British Pound to Decline as Focus Shifts to Risk Sentiment Trends

2011-03-12 02:05:00
Ilya Spivak, Sr. Currency Strategist
British_Pound_to_Decline_as_Focus_Shifts_to_Risk_Sentiment_Trends_body_tof_03112011_gbp.png, British Pound to Decline as Focus Shifts to Risk Sentiment Trends

Fundamental Forecast for British Pound: Bearish

Last week’s Bank of England rate decision proved to be another non-event, with traders now turning their attention to risk appetite until minutes from the sit-down are released in two weeks, offer a reading on the central bank’s evolving hawkish bias. Indeed, the correlation between GBPUSD and the UK-US 2-year yield spread (a gauge of relative monetary policy expectations) has dropped to the lowest in three months. Meanwhile, the correlation between the pair and the MSCI World Stock Index – a proxy for broad trend in sentiment – has strengthened dramatically through the first two weeks of March. Looking ahead, this hints the path of least resistance leads lower as a confluence of headwinds bears down on the spectrum of risk-sensitive assets.

The bears have their pick of reasons to push prices lower. Turmoil in the Middle East and North Africa continues, with Libya now engulfed in all-out civil war and protests heating up in Yemen, Bahrain and – perhaps most dangerously with regard to oil prices – Saudi Arabia. Further, signs of material economic slowdown are becoming increasingly apparent in China following a dismal trade balance report. Finally, the end-game to the Euro Zone debt crisis appears to have been fumbled even before the crucial March 25 sit-down of the region’s leaders as a preliminary summit on Friday yielded an agreement conspicuously heavy on rhetoric but short on substance, opening the door for sovereign default fears to swell anew. Policymakers announced changes that were largely ceremonial: the European Financial Stability Facility (EFSF) will now be able to access its full capital base of 440 billion euros, and set “goals” rather than binding targets on budget rules for member states. These are half-measures at best: the bailout fund is still woefully inadequate to deal with the rescue of a larger state like Spain, and Euro Area members’ past record on adherence to the Stability and Growth Pact (which outlines budget deficit limits) suggests the new benchmarks will not amount to much in practice.

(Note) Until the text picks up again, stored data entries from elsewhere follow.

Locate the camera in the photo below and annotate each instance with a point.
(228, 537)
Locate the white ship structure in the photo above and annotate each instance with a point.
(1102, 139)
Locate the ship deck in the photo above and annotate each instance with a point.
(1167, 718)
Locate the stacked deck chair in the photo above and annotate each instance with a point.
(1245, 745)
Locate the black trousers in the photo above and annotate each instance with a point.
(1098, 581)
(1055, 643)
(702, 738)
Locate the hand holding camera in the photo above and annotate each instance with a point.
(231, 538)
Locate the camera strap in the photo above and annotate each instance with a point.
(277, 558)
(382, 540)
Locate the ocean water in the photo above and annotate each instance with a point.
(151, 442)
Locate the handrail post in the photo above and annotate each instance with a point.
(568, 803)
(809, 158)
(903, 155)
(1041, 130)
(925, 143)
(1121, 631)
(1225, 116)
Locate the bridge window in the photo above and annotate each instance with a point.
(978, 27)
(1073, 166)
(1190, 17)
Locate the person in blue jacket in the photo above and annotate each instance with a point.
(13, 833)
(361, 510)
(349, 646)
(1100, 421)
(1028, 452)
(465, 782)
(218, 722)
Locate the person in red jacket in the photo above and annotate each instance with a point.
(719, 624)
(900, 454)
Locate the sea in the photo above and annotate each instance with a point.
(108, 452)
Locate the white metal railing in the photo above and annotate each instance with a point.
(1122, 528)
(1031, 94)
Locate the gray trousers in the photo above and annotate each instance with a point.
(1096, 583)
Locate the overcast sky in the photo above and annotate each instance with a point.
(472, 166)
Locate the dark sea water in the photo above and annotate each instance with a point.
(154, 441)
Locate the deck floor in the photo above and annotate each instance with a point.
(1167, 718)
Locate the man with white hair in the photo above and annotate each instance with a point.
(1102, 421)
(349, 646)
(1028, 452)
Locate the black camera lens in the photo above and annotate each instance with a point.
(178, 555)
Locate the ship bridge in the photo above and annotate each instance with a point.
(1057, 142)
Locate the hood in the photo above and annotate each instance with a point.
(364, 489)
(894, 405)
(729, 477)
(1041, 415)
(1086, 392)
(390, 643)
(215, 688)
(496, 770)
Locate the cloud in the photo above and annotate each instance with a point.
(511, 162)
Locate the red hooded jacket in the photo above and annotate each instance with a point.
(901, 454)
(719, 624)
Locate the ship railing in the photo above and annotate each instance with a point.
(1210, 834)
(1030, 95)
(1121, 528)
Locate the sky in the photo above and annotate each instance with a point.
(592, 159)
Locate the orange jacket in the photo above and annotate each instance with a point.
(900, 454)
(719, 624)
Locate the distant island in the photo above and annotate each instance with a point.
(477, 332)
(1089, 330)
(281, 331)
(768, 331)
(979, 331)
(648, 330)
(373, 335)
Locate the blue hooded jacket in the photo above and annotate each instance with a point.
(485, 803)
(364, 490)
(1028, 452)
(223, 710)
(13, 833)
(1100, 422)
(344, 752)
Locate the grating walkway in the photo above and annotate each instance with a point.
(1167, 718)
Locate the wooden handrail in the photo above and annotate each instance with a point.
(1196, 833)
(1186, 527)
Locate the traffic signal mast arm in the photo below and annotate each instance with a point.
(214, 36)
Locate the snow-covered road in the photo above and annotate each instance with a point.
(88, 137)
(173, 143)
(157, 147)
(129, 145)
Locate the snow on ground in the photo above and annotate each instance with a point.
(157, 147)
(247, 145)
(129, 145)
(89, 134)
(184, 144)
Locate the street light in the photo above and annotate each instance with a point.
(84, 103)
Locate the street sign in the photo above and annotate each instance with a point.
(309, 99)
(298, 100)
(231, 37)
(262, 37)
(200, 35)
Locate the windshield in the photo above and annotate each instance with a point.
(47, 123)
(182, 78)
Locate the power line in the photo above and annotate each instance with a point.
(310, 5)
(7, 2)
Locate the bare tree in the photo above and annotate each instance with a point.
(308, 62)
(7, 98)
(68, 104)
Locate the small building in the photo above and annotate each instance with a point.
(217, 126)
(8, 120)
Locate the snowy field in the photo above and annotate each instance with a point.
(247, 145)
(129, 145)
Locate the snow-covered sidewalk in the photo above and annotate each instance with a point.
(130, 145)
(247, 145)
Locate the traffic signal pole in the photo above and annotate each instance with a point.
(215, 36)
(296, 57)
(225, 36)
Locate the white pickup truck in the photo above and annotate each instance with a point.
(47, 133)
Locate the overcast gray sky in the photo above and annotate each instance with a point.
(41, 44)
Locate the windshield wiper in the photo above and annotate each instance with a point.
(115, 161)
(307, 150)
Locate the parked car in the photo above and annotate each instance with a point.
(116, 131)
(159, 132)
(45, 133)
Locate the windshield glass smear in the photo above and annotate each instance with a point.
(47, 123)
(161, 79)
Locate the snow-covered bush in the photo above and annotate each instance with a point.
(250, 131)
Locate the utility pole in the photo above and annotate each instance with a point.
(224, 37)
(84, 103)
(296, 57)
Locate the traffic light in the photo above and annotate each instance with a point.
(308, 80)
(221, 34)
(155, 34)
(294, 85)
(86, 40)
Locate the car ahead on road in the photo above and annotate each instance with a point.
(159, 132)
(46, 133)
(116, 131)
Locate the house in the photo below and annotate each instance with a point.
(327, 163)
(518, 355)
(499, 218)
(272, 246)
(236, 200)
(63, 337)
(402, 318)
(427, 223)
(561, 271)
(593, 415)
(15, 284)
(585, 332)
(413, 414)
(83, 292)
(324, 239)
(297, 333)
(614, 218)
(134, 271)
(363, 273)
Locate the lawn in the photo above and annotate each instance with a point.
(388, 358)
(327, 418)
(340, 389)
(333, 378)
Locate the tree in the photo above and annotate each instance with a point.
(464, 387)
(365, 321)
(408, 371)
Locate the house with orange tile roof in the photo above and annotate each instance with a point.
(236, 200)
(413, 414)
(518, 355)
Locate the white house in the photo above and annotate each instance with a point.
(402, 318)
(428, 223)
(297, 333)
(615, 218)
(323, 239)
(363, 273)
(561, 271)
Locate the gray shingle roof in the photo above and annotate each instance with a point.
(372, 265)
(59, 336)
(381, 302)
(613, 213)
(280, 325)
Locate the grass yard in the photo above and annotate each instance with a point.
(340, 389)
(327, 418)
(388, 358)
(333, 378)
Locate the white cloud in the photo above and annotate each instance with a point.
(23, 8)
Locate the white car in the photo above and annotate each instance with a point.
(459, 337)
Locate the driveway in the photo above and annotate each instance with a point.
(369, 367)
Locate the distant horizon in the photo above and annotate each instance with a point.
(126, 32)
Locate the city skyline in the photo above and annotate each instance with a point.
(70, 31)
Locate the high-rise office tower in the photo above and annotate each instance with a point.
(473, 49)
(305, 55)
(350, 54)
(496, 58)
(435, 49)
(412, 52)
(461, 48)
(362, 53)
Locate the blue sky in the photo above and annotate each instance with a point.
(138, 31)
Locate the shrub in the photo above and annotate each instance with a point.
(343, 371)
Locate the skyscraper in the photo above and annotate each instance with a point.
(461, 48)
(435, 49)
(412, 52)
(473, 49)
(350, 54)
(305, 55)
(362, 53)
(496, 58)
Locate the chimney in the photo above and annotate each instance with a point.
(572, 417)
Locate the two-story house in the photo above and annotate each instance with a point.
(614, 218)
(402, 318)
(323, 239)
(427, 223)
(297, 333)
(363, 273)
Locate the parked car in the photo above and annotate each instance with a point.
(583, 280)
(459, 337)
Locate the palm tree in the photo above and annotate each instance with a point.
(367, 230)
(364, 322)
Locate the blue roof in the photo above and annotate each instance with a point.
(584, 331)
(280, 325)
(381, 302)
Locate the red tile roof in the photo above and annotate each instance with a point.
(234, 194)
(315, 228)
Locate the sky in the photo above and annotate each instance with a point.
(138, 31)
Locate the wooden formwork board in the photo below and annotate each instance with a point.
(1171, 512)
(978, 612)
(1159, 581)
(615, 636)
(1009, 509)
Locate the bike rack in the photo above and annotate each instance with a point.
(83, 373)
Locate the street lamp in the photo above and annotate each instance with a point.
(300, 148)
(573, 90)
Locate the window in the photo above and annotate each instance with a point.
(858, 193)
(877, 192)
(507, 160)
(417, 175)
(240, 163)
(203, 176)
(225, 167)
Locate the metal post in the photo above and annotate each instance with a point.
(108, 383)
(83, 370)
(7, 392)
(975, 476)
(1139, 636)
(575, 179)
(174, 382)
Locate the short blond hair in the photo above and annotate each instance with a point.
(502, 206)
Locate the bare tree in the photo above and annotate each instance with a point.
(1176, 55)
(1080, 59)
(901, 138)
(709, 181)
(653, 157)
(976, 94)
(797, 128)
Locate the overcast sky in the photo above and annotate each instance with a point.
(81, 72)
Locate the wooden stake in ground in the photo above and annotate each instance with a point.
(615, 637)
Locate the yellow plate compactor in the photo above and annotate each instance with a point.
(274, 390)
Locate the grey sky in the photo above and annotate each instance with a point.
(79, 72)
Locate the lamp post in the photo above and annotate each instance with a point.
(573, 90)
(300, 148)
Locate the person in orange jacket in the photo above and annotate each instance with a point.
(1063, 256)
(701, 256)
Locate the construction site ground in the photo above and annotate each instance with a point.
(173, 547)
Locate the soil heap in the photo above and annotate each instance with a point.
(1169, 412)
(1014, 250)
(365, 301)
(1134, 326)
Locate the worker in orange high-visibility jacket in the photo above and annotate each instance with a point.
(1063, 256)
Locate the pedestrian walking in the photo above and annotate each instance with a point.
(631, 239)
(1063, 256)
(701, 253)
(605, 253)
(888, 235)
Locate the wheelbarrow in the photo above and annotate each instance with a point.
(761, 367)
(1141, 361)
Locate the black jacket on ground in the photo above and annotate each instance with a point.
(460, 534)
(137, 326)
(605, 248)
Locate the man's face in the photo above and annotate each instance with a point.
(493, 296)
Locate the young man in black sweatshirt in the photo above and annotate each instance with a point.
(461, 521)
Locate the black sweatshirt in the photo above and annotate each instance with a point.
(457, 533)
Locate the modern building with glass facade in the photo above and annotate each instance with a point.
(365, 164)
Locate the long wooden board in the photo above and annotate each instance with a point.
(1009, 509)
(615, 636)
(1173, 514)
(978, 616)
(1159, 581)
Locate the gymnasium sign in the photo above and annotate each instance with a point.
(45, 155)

Turning to the economic calendar, February’s Jobless Claims figures amount to the only bit of top-tier event risk on the docket. Expectations are calling for benefits applications to rise 1,300 from the previous month while the Claimant Count – a proxy for the jobless rate – holds steady at 4.5 percent. On balance, the report falls well within the range of outcomes recorded since July, pointing to relatively stable labor-market conditions. To that affect, the figures are unlikely to meaningfully dislodge investors’ priced-in view of the UK economy and so will probably yield a muted reaction at best from price action.